Weighing in at 2 lbs 10 oz and 8.75" in length Wenger has finally introduced a pocket knife just as feature packed as Windows Vista! Of course Wenger uses it as a promotion and a gimmick as opposed to a flagship product...

Tuesday, August 15, 2006

Robocopy

When Jer's motherboard bit the dust he saw an opportunity to rebuild his PC, but what to do with the 140GB of data on his SATA drive while he reinstalled the OS?

I have plenty of storage space and after his help lifting and hauling to get the rack rebuilt it was the least I could do. I'm always amazed at the complexity of other peoples hard drives - I'm always aware of where everything is and what it does, but I'm not your regular user.

Having a hard drive with applications, documents and utilities installed with a methodololgy akin to decorating a cake with a shotgun is pretty much par for the general user.

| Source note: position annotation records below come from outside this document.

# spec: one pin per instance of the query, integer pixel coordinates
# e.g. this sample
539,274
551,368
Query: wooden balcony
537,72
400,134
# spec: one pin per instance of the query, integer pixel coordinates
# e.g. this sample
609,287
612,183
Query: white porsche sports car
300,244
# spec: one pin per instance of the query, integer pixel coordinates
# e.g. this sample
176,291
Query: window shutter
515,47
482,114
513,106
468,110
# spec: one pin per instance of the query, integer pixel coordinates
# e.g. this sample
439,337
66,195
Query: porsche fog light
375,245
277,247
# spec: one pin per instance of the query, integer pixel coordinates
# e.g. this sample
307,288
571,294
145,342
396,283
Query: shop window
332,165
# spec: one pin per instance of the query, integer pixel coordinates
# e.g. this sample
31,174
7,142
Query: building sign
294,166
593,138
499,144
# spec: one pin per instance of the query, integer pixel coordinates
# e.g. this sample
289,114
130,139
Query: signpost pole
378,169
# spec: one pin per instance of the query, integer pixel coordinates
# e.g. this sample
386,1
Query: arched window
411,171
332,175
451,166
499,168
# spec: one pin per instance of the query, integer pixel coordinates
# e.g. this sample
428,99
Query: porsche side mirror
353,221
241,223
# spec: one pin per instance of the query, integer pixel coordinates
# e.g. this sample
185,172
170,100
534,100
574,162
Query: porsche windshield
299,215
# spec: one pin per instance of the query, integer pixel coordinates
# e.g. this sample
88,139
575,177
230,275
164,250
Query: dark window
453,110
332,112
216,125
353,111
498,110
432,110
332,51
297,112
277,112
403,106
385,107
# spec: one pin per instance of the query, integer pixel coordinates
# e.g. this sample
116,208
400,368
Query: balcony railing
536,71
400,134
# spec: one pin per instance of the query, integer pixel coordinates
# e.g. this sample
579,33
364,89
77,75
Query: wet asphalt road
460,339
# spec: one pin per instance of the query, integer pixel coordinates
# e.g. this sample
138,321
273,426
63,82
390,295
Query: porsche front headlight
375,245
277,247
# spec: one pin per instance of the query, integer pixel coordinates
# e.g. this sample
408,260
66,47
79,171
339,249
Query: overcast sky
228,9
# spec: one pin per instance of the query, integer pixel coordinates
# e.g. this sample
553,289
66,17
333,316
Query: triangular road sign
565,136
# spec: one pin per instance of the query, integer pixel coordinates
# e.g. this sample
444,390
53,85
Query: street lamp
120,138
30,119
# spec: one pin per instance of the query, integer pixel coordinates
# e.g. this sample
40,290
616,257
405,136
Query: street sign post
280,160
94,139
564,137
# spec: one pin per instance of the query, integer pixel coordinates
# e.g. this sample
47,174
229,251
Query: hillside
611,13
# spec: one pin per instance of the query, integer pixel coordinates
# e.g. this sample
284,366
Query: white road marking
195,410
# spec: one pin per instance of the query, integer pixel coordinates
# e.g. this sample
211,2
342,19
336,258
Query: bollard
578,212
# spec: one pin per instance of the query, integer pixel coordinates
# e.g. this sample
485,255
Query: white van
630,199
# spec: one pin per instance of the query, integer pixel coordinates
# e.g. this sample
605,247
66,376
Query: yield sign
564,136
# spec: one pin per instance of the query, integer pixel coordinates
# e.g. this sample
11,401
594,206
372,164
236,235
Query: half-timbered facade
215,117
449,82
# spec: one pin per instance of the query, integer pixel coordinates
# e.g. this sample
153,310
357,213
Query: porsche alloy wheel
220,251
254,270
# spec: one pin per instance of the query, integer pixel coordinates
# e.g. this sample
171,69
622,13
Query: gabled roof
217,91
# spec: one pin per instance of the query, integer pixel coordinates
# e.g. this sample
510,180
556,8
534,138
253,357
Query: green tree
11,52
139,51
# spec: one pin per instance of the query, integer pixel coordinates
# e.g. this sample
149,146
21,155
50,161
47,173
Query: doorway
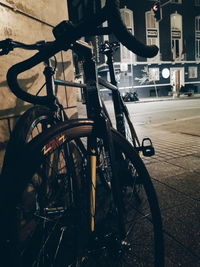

With windows' tangle of cumbersome permissions, ownership and security copying the contents of a drive typically requires a utility. Now I wasn't interested in making an image of the disk and forcing Jer to access it with a utility. I just wanted to move the contents of the entire volume from A to B. I could just Ctrl-A the root of the disk - right click and strip off the permissions (probably 1-2 hours) then copy the data, hoping I hadn't missed some files embedded deep in the system like a tumor and tossing my copy out the window, forcing me to restart.

The copy function built into windows, even from the command prompt doesn't really allow for a clean restart if there's a failure (say a funky ownership setting in the system volume info folder). So you spend a lot of time doing the same thing over and over. What a pain!

So I tapped a smart guy I know, John and asked if he had a recommendation. Like myself he appreciates a well written utility with no frills and no bullshit - and he had just the ticket. During a recent server migration he'd used a tool called RoboCopy from the win2k3 server resource kit and recommended I take a look at it. I snagged a copy off the internet and started fiddling.

What an app! Not that Robocopy has a broad application but what it does it does very, very well. It's like someone at microsoft dug up some crusty old dos coder and said "Hey, we need a new version of copy, kind of like XCopy - but better..." Then left him alone for a few weeks. No frills, no bullshit, just a lean mean utility with no market speak or fluff features.

So, proof that there are still people at microsoft writing good code. Thanks guys! Robocopy is a straight forward command line utility. It allows direct control and provides a certain amount of intelligence. It's kind of like XCOPY's mean big brother.